Stalker de Andreï Takovsky
CRITIQUE ANCIENS FILMS
Yanko Nikitine-Didi
10/31/20243 min read
Stalker est une plongée viscérale dans les abîmes de l’âme humaine, un voyage au-delà des mots et des symboles, qui défie la narration classique pour atteindre un territoire spirituel, presque sacré. Dans cet espace hors du temps, où la Zone se dévoile comme un labyrinthe de ruines et de végétation sauvage (dont le tournage en lieu radioactif a probablement causé la mort du cinéaste et de membres de son équipe quelques années plus tard), Tarkovsky nous invite à repenser notre rapport au monde, au sacré et à l’invisible. Inspiré par la nouvelle Pique-nique au bord du chemin des frères Arkadi et Boris Strougatski, le film délaisse les contingences de la science-fiction pour épouser une dimension plus ésotérique, explorant la quête de sens des choses (jusqu’à celle de la vie elle-même). Ce périple, guidé par le stalker, figure chamanique, ombre persévérante, et personnage habité, à la stature d’un Andreï Roublev tarkovskien cette fois plus fragile, plus endommagé encore, le film de 1979 redéfinit le cinéma comme un rituel, un processus de dépouillement où chaque geste, chaque souffle prend une nouvelle ampleur, presque mythologique.
Dans cette progression hypnotique, nouvelle réponse (probablement inconsciente) à Kubrick et son Barry Lyndon (après la confrontation 2001 et Solaris), Tarkovsky construit minutieusement un univers sensoriel, modelant la Zone comme un espace à la fois matériel (dans sa dimension existentielle et insensible aux choses, présente), et onirique ; un lieu qui semble être le reflet intérieur des âmes de ceux qui y pénètrent.

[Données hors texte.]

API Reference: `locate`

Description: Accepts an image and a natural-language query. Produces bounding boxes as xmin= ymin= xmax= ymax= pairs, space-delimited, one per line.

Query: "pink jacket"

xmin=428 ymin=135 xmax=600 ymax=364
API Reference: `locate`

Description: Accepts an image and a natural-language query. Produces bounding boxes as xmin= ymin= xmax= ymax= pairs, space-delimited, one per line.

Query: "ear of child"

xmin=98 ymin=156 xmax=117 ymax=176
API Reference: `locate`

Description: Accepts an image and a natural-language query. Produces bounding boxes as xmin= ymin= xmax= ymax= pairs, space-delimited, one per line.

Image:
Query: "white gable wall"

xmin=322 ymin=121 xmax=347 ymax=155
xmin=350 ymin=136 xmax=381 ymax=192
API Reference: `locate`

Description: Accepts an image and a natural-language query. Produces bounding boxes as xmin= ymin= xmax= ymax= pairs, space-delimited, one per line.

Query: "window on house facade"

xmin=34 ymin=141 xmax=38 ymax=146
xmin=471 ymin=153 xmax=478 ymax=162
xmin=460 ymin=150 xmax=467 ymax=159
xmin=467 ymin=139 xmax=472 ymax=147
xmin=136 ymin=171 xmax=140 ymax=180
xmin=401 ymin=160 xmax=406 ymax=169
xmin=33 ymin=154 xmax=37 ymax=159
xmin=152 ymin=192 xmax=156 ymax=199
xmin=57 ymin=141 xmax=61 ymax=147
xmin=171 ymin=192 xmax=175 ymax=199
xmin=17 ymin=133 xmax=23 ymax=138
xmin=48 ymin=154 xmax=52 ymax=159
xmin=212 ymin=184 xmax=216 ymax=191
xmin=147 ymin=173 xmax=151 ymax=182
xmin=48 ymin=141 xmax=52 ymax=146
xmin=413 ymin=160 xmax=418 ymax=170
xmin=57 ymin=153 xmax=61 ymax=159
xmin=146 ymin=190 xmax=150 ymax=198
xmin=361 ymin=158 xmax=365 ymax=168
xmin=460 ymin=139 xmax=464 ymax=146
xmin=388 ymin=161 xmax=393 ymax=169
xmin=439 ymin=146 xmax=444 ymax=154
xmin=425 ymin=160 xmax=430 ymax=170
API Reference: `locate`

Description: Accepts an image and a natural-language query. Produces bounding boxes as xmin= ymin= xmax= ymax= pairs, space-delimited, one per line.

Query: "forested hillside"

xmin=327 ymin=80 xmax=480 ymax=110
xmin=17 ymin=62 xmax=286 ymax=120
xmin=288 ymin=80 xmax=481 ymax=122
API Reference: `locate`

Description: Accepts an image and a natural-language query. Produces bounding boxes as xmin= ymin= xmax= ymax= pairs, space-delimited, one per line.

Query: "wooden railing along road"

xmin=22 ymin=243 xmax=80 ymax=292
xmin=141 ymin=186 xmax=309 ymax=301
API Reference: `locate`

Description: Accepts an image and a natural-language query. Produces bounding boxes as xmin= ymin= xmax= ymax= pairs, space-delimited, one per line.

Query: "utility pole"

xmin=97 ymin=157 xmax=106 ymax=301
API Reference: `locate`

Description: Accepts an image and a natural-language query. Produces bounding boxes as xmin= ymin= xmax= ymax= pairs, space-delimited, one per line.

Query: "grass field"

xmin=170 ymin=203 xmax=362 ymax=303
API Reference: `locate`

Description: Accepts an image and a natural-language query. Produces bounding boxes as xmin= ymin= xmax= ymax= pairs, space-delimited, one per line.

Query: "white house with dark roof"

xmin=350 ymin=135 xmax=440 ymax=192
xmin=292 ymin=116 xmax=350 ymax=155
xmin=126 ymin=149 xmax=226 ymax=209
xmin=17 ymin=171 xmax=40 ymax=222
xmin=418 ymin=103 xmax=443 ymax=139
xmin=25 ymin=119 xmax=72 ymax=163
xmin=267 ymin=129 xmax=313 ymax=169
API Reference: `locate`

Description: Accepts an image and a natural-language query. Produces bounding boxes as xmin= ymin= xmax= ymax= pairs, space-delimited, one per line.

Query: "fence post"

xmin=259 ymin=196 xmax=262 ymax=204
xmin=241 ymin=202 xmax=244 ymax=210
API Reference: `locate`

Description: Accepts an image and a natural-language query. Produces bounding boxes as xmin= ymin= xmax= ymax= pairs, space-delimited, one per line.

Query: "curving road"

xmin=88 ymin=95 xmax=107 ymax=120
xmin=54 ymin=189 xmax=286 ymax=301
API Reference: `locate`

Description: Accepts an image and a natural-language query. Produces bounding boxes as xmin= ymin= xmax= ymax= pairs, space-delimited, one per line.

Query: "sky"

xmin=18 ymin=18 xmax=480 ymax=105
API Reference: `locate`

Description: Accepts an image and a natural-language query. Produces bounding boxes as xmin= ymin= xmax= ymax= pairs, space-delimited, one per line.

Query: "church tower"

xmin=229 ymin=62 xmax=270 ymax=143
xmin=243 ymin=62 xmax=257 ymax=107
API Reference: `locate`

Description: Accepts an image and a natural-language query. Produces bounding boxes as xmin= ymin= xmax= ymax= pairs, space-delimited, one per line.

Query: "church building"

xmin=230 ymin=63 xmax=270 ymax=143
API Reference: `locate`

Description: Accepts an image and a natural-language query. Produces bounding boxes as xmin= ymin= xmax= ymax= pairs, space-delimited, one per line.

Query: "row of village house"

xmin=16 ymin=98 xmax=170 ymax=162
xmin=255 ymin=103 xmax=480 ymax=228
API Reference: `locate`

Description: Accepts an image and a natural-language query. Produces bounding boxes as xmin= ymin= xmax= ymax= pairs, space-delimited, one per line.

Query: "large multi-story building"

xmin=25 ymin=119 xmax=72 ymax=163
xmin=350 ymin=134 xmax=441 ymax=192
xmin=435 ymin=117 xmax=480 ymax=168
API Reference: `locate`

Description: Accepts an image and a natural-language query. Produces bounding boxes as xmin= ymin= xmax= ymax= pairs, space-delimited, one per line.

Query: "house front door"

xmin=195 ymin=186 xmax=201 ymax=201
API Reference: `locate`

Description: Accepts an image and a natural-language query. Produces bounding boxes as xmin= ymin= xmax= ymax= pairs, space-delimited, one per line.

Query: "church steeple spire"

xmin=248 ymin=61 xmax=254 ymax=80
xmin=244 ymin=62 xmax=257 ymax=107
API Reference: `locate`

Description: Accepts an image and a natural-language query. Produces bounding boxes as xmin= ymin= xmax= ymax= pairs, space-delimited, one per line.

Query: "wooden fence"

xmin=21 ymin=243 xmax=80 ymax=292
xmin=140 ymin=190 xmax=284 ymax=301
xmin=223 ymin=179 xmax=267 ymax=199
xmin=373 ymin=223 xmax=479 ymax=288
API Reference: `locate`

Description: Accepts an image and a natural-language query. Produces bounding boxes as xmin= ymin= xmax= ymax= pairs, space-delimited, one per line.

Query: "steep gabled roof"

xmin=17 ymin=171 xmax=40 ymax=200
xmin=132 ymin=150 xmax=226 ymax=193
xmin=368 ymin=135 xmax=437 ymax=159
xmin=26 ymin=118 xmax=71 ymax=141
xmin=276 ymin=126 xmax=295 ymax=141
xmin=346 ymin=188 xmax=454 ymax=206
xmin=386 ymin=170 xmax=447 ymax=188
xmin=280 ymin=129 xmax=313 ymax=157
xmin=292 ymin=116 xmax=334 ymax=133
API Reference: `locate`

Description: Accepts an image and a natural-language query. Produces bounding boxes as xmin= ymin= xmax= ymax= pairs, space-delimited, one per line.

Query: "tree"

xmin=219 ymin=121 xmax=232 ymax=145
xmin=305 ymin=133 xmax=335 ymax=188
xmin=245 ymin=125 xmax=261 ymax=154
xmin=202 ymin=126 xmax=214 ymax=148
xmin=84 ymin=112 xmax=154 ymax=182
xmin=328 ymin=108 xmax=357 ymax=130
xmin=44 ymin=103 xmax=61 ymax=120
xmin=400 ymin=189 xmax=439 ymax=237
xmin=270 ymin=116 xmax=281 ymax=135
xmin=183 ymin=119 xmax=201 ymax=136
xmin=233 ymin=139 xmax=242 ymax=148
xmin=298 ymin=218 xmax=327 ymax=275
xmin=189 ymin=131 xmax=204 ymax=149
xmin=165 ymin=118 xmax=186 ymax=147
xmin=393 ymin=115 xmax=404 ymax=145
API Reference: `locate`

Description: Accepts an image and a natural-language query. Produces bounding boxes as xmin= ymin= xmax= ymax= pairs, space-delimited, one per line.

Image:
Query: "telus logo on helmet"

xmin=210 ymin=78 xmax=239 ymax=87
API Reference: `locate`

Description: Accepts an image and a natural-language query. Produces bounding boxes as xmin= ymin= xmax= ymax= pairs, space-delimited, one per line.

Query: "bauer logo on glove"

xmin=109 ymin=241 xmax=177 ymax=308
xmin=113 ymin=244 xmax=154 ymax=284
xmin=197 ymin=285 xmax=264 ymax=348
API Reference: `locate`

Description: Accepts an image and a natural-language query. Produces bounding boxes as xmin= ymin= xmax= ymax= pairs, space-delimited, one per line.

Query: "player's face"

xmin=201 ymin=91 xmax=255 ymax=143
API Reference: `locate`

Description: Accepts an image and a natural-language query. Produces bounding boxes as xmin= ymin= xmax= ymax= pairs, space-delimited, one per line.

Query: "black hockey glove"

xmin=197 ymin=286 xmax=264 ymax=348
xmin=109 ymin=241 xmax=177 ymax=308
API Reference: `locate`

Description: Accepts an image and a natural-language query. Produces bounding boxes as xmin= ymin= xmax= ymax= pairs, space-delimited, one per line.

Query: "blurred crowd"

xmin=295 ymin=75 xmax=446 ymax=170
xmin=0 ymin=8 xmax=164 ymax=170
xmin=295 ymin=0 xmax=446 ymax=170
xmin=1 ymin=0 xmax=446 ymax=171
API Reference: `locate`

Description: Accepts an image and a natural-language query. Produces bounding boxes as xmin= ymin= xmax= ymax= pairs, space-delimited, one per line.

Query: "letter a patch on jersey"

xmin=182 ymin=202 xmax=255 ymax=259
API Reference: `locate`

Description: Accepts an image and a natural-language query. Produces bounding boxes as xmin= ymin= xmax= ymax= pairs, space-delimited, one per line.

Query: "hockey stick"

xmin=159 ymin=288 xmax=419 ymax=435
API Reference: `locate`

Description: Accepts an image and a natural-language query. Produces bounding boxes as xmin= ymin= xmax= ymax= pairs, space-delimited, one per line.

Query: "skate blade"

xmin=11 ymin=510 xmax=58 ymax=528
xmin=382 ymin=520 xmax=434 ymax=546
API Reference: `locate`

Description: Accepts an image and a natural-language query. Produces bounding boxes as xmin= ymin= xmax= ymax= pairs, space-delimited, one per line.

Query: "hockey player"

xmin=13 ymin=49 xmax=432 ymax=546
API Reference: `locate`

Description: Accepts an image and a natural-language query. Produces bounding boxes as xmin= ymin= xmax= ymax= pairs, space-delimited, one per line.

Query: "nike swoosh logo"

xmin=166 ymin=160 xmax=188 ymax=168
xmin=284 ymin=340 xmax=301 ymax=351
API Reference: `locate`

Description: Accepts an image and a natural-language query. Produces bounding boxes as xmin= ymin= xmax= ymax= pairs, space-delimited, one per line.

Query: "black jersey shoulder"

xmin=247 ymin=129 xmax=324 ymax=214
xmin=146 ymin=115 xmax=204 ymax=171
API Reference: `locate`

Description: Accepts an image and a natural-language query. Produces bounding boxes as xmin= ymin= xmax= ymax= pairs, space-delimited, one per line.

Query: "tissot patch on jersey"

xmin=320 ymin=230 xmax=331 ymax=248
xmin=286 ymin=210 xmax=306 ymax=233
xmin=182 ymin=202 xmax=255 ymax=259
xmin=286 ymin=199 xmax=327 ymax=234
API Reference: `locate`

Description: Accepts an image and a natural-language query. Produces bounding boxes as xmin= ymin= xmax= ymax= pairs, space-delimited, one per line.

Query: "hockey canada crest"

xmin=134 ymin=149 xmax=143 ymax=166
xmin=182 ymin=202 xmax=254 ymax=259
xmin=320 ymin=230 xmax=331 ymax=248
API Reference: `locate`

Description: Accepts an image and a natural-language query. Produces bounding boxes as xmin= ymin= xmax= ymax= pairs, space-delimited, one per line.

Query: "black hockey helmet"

La caméra, flottant doucement dans cet espace de ruines et de nature en friche, se fait témoin silencieux de l’errance de ses personnages, de leurs angoisses, de leurs espoirs. Chaque plan devient un microcosme, un univers en soi, où le moindre mouvement, le plus ténu des détails, est un écho des interrogations existentielles profondes qui traversent les personnages et, par extension, de manière universelle, l’humanité toute entière. Ce territoire n'est pas seulement celui des désastres humains, mais aussi le miroir des aspirations humaines – celle d’une réponse, d’une vérité à l’image du désir de l’écrivain, du rationalisme du scientifique et de la dévotion du Stalker. Tarkovsky capte ainsi, à travers des images dépouillées de toute esbroufe formelle, la confrontation intime des personnages à eux-mêmes, une sorte de purification qui ne trouve aucun repos ni résolution, seulement le poids de la quête elle-même. En résulte un chef-d’œuvre de beauté.
Ainsi, énigmatique, la poésie de Tarkovsky traverse tout l’espace du plan devenu aérien. Dans une dominante de la nature et des ruines radioactives se dessine le paysage intérieur du poète : un pays hapax fondé sur les silences et les vestiges… Poésie des déplacements ténus, du retrait et de l’effacement. Évocation du dépouillement, de l'angoisse existentielle, des préoccupations métaphysiques chères au Tarr de Satantango et au Bergman de Persona. Et cela jusqu'à ce verre d'eau final chutant de la table, mû par une autre force (celle de l'esprit, celle de l'inconnu), sous le regard de l'enfant, dans un travelling avant qui semble caresser l'espoir fou de ne jamais s'arrêter. Un souffle, pris dans sa force fugitive ; une direction, concentrée dans son épure : un éclat.